As web sites became web applications, developers began looking to use ideas and techniques drawn from traditional software development. These included architectural patterns like Model-View-Controller (MVC) and Pipeline that simply were not possible with the server page model. The result was the development of a host of web frameworks across multiple programming languages, including:

  • Ruby on Rails, which uses the Ruby programming language and adopts a MVC architecture
  • Laravel, which uses the PHP programming language and adopts a MVC architecture
  • Django, which uses the Python programming language and adopts a MVC architecture
  • Express, which uses the Node implementation of the JavaScript programming language and adopts the Pipeline architecture
  • Revel, which uses the Go programming language and adopts a Pipeline architecture
  • Cowboy, which uses the erlang programming language and adopts a Pipeline architecture
  • Phoenix, which uses the elixir programming language, and adopts a Pipeline architecture

ASP.NET Frameworks

This is only a sampling of the many frameworks and languages used in the modern web.

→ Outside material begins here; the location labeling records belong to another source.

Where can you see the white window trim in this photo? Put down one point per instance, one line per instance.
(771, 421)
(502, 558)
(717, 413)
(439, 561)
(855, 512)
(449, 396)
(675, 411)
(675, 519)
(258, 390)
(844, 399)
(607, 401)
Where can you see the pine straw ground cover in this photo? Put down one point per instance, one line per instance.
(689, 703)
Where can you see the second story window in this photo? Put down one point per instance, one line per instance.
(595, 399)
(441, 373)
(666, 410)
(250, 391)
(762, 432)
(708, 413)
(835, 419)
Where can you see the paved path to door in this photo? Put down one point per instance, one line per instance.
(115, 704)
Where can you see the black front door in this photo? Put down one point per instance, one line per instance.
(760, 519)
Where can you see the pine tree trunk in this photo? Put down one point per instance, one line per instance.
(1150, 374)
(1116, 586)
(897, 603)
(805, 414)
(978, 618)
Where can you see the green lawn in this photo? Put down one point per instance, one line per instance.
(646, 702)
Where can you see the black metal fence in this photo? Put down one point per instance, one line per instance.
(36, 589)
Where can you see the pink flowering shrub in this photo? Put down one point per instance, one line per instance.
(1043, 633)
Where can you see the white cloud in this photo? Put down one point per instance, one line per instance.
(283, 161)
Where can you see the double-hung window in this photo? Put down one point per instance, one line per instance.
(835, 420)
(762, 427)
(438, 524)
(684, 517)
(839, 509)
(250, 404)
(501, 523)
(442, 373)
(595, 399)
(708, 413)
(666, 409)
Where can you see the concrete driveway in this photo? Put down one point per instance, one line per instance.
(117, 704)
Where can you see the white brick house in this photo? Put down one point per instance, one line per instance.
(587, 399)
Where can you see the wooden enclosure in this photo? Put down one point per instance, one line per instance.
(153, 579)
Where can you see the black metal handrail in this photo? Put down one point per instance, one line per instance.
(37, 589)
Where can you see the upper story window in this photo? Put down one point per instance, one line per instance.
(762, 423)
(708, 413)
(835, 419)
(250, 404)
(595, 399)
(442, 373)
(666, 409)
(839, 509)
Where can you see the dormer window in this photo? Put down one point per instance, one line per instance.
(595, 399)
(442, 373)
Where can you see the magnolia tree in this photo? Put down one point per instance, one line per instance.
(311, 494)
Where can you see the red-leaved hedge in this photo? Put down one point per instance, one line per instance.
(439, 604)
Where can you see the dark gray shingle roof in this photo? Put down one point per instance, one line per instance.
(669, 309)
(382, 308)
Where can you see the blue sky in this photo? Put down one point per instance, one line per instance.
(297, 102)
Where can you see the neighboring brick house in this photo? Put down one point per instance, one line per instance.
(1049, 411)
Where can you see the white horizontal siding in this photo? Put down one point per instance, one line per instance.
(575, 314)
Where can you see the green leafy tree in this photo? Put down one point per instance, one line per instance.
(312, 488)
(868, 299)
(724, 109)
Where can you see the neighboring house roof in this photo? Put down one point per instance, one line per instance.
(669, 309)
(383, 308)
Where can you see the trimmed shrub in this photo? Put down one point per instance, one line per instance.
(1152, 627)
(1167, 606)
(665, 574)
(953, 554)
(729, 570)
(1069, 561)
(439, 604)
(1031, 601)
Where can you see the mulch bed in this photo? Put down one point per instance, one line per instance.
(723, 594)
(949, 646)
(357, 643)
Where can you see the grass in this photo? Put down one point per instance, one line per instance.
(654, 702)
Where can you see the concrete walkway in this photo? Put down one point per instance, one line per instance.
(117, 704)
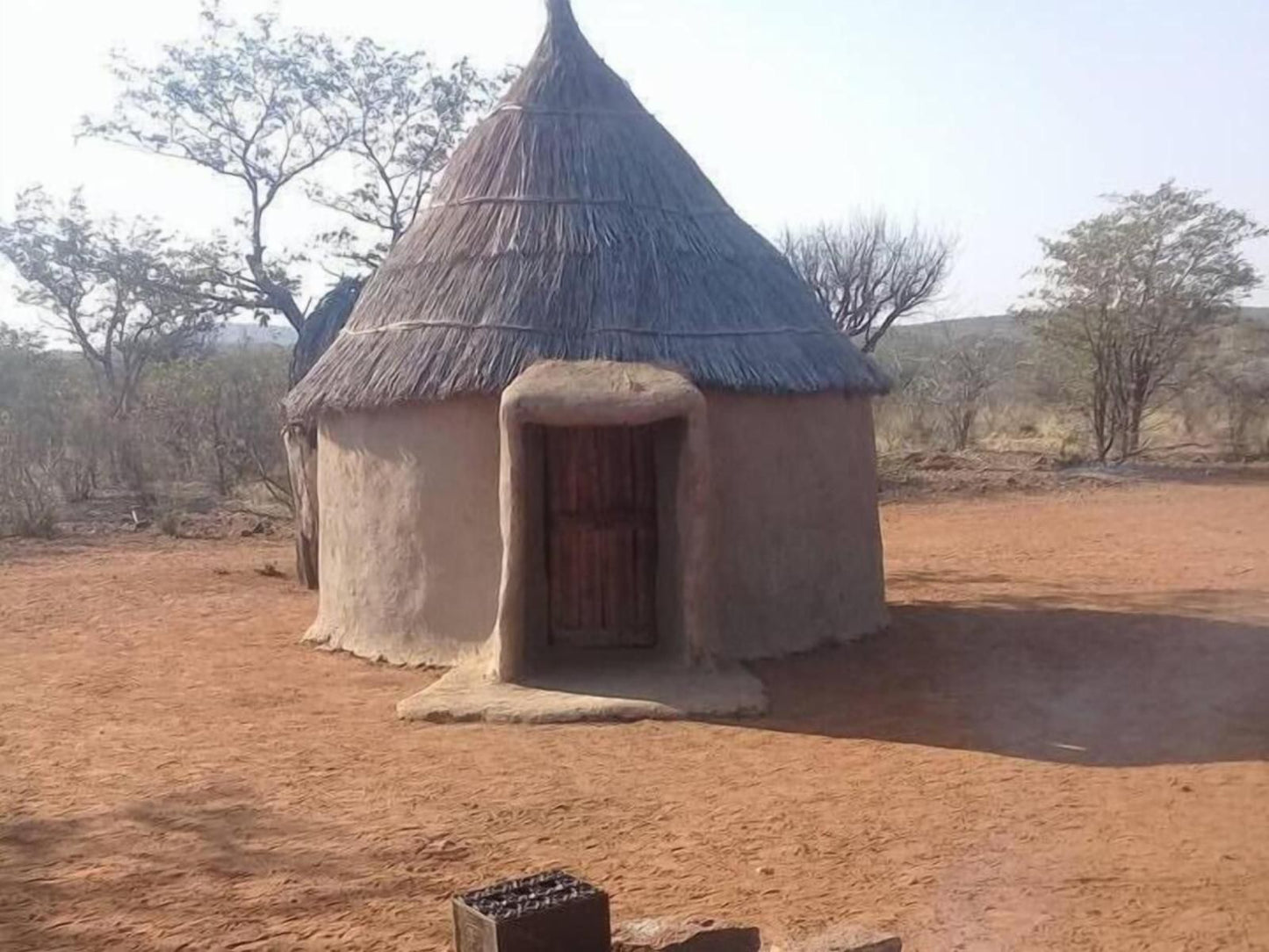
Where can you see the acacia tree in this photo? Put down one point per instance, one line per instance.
(270, 110)
(869, 273)
(1126, 295)
(958, 379)
(126, 293)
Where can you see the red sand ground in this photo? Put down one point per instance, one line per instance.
(1061, 744)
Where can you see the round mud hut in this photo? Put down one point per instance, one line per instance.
(584, 410)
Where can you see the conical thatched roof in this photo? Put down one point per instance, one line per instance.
(571, 225)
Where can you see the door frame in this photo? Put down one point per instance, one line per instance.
(602, 393)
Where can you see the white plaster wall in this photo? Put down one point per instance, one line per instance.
(795, 530)
(410, 545)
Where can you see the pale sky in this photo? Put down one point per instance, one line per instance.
(995, 119)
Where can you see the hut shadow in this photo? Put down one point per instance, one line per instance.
(1038, 682)
(148, 871)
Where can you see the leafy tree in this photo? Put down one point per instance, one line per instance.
(126, 293)
(268, 108)
(1126, 295)
(869, 273)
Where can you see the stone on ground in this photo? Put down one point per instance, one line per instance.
(847, 937)
(690, 934)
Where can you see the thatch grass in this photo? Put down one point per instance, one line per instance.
(570, 225)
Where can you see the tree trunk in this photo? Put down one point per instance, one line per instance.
(302, 464)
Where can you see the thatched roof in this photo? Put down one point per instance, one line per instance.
(570, 225)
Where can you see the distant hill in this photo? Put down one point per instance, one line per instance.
(1006, 327)
(253, 335)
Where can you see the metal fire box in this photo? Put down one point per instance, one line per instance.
(552, 912)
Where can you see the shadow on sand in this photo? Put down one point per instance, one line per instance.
(1057, 684)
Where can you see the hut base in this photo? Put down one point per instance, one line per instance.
(590, 692)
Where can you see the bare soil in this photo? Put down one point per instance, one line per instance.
(1063, 743)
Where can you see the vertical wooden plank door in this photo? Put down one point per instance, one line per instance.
(601, 513)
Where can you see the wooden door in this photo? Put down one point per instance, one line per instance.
(601, 515)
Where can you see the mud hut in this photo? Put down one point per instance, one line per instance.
(584, 409)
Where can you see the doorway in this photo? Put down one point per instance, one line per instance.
(602, 536)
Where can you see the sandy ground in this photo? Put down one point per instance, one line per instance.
(1061, 744)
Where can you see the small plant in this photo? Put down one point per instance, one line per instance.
(169, 523)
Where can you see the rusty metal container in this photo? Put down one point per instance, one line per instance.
(551, 912)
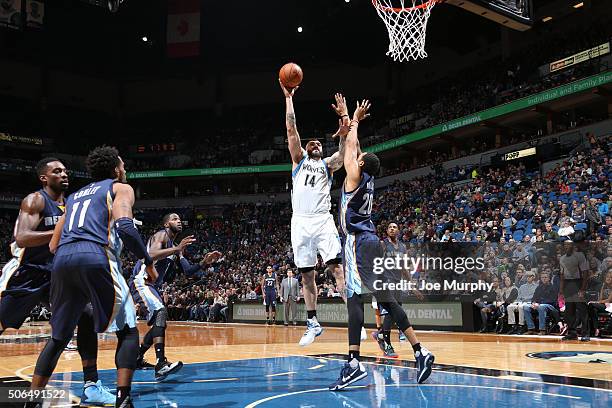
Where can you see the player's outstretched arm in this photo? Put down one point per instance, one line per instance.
(293, 137)
(57, 234)
(28, 220)
(335, 161)
(122, 214)
(157, 241)
(352, 149)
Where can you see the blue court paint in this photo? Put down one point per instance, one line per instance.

Microsoft adapted to the new approach by creating their own frameworks within the ASP.NET family:

  • ASP.NET MVC uses C# (or Visual Basic) for a language and adopts a MVC architecture
  • ASP.NET Razor Pages, which also uses C# (or Visual Basic) for its language, and adopts a Pipeline architecture
  • ASP.NET API is a web framework focused on creating RESTful web APIs (i.e. a web application that serves data instead of HTML)

IIS and ASP.NET Core

While ASP.NET applications are traditionally hosted on IIS running on the Windows Server operating system, the introduction of .NET Core made it possible to run .NET programs on Linux machines. As Linux operating systems are typically free and dominate the web server market (W3Cook1 reports 98.1% of web servers worldwide run on a Linux OS).

Microsoft has accordingly migrated its ASP.NET family to a new implementation can run on .NET Core or IIS: ASP.NET Core. When you build a ASP.NET Core application, you can choose your deployment target: IIS, .NET Core, or even Microsoft’s cloud service, Azure. The same application can run on any of these platforms.